Fertility Preservation in Men
Sperm cryopreservation is the most established technique, utilized for decades in post pubertal males prior to gonad toxic therapies. In recent years sperm cryopreservation has, however, also been utilized in other situations, including prior to military deployment and prior to elective sterilization via vasectomy.
Sperm cryopreservation can be done rapidly; it is relatively inexpensive and widely available in most areas. Multiple vials of washed sperm are cryopreserved for later use.

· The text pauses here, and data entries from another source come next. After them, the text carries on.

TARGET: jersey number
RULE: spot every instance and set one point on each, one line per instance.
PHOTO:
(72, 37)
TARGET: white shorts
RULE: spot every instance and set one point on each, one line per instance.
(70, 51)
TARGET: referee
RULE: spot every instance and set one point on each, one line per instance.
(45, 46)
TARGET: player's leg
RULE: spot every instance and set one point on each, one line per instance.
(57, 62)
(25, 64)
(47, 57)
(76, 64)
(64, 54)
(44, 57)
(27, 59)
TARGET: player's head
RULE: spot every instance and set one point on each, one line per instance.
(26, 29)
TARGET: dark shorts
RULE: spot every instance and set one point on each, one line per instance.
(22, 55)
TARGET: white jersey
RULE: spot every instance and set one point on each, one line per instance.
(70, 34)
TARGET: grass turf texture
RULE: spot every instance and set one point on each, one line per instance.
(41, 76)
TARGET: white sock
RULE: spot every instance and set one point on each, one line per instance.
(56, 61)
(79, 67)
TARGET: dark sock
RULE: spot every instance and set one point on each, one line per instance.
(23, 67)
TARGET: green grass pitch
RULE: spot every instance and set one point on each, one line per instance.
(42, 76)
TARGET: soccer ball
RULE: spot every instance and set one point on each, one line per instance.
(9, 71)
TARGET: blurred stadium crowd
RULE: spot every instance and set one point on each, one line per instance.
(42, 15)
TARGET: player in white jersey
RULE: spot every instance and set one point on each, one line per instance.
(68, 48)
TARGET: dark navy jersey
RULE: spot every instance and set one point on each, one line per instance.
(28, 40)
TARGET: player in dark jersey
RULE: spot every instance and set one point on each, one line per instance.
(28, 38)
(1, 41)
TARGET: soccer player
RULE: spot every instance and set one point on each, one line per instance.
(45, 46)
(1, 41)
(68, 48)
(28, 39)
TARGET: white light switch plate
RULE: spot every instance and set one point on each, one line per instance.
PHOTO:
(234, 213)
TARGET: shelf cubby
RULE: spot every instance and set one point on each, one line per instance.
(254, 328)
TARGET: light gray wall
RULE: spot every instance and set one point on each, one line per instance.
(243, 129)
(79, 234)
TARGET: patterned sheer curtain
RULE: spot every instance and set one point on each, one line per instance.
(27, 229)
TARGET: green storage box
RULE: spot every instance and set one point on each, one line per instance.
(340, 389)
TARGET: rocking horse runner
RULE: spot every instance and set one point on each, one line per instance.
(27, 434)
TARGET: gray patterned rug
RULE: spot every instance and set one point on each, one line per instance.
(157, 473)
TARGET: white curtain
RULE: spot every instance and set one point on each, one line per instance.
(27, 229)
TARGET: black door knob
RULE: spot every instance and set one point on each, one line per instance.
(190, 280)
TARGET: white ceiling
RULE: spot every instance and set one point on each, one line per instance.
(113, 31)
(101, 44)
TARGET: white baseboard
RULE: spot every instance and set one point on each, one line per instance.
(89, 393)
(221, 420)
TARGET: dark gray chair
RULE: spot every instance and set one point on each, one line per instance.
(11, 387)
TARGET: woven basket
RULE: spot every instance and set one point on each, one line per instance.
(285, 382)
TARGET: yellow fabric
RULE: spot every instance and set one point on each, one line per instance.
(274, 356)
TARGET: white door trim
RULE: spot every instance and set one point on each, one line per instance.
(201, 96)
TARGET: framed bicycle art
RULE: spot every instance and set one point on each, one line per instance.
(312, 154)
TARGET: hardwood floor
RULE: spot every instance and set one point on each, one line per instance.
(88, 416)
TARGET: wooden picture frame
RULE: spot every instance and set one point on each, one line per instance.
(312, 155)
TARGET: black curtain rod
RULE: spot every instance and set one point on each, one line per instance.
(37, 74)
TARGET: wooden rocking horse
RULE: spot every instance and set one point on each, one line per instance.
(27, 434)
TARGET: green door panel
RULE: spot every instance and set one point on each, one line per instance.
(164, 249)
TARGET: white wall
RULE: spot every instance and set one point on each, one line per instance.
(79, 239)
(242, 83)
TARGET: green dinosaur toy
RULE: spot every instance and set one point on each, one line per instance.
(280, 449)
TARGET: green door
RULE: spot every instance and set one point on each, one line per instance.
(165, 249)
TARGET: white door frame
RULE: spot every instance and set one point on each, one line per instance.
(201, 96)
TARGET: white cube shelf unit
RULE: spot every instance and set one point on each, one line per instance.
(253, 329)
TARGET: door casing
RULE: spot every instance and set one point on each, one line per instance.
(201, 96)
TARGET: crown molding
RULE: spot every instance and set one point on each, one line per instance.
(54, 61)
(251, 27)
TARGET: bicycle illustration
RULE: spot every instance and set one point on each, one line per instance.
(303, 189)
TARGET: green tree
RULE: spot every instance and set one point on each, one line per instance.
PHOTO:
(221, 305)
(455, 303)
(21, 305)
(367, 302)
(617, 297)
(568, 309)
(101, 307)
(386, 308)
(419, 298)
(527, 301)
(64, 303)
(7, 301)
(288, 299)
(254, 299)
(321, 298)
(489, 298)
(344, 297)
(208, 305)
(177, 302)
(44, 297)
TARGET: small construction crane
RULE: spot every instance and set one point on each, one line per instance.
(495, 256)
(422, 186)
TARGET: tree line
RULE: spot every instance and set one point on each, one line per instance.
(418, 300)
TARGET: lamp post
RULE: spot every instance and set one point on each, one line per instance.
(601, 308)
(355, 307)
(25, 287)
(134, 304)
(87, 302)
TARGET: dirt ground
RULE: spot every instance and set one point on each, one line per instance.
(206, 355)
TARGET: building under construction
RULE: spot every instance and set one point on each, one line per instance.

In men with no sperm in the ejaculate, sperm can often be extracted from the testicle or from the urine in cases of retrograde ejaculation.
Shielding of the testes is an established technique in patients undergoing radiation therapy and should be utilized whenever feasible.
Fertility preservation in pre-pubertal children
Ovarian and testicular tissue cryopreservation techniques are considered experimental but are, due to the high probability of primary disease survival at a young age, frequently utilized. Since research is progressing rapidly in both young females and males, these options should be discussed with the family prior to initiation of gonad toxic therapies. Thawed tissue can be later utilized for either autologous transplantation or for potential in vitro maturation of gametes.
Important general considerations for fertility preservation
Fertility preservation techniques require a very detailed informed consent process. The patient’s and, where applicable, the family’s desires for later disposition of cryopreserved gametes and/or tissues must be carefully documented during this process. Specifically, the disposition of cryopreserved cells and/or tissues in cases of incapacity, death, and divorce should be addressed.
Ethical practice of medicine requires that patients be clearly informed about what treatment options are considered established and which are still considered experimental. Informed consents must reflect the status of each proposed treatment.
Further required are realistic assessments of later successful reproduction for each proposed treatment and/or fertility preservation method, assessment of likely required number of treatments and expected costs.
Direct communication between treating oncologist/oncologic surgeon and/or other medical specialists and the expected provider of fertility-preserving treatments are essential and will ensure that patients receive the best possible coordinated care in consideration of both treatment perspectives.